Osteoclasts Multinucleated cells responsible for bone resorption. They travel to specific sites on the surface of bone and secrete acid phosphatase, which unfixes the calcium in mineralised bone to break it down.
Bone resorption Bone deposition
Bone resorption and bone deposition processes are always active in bone. • An equilibrium strain state exists in correspondence to which the two activities are perfectly balanced. • When strain intensity is higher than the equilibrium strain deposition activity is more intense than resorption activity and net deposition occurs.
When strain intensity is lower than the equilibrium strain deposition activity is less intense than resorption activity and net resorption occurs. • Dynamical equilibrium between resorption and deposition is again achieved when the equilibrium strain state is newly established.
Bone has the ability to remodel, by altering its size, shape, and structure, to meet the mechanical demands placed on it (Buckwalter et al., 1995). • Wolff's law states that the remodeling of bone is influenced and modulated by mechanical stresses (Wolff, 1892).

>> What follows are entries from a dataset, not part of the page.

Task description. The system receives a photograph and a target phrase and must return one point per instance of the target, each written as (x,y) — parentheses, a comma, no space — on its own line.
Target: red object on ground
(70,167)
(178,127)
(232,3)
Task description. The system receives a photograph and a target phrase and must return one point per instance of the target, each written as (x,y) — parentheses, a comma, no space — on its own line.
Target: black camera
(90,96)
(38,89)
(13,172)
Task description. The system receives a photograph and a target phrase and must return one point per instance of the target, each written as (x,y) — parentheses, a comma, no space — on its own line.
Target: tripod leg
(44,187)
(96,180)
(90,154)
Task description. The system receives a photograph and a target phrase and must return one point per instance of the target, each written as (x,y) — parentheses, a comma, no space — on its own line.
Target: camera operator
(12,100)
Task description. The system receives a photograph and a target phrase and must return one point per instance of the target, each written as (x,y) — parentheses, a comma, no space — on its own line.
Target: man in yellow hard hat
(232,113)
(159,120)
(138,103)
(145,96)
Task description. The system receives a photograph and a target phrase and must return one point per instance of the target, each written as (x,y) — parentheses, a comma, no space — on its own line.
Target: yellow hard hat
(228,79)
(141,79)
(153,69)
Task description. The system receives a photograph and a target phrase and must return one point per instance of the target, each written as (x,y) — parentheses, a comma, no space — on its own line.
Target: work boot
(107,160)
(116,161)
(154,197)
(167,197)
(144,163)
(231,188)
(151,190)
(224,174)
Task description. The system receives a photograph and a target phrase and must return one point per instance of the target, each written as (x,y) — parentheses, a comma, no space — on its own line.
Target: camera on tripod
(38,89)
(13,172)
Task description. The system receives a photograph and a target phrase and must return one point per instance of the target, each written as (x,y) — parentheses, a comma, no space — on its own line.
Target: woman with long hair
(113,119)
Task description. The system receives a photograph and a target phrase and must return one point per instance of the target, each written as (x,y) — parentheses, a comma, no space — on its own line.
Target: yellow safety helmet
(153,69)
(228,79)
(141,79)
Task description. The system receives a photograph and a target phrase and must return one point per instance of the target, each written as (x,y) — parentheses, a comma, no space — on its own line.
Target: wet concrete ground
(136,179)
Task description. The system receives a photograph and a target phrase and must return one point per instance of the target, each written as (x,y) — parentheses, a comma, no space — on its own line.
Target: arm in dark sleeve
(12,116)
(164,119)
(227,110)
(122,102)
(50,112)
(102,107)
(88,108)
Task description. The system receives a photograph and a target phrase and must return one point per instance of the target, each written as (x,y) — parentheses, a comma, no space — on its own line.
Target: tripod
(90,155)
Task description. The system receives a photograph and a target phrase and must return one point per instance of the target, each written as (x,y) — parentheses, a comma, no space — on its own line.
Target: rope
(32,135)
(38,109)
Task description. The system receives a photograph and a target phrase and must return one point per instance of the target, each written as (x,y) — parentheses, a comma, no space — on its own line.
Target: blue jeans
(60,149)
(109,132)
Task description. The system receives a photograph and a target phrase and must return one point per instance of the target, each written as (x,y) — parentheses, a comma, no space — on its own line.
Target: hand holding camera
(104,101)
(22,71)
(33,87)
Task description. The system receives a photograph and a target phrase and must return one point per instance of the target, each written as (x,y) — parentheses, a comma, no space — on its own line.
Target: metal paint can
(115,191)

Examples are The racquet-holding arm bones of tennis players become much stronger than those of the other arm. Their bodies have strengthened the bones in their racquet-holding arm since it is routinely placed under higher than normal stresses. Weightlifters often display increases in bone density in response to their training
Load on the skeleton can be accomplished by either muscle activity or gravity. • A positive correlation exists between bone mass and body weight. A greater body weight has been associated with a larger bone mass (Exner et al., 1979).
Conversely, a prolonged condition of weightlessness, such as that experienced during space travel, has been found to result in decreased bone mass in weight-bearing bones. • These changes are not completely reversible.
Disuse or inactivity has deleterious effects on the skeleton. Bed rest induces a bone mass decrease of approximately 1% per week (Jenkins & Cochran, 1969; Krolner & Toft, 1983).
An implant that remains firmly attached to a bone after a fracture has healed may also diminish the strength and stiffness of the bone. • In the case of a plate fixed to the bone with screws, the plate and the bone share the load in proportions determined by the geometry and material properties of each structure.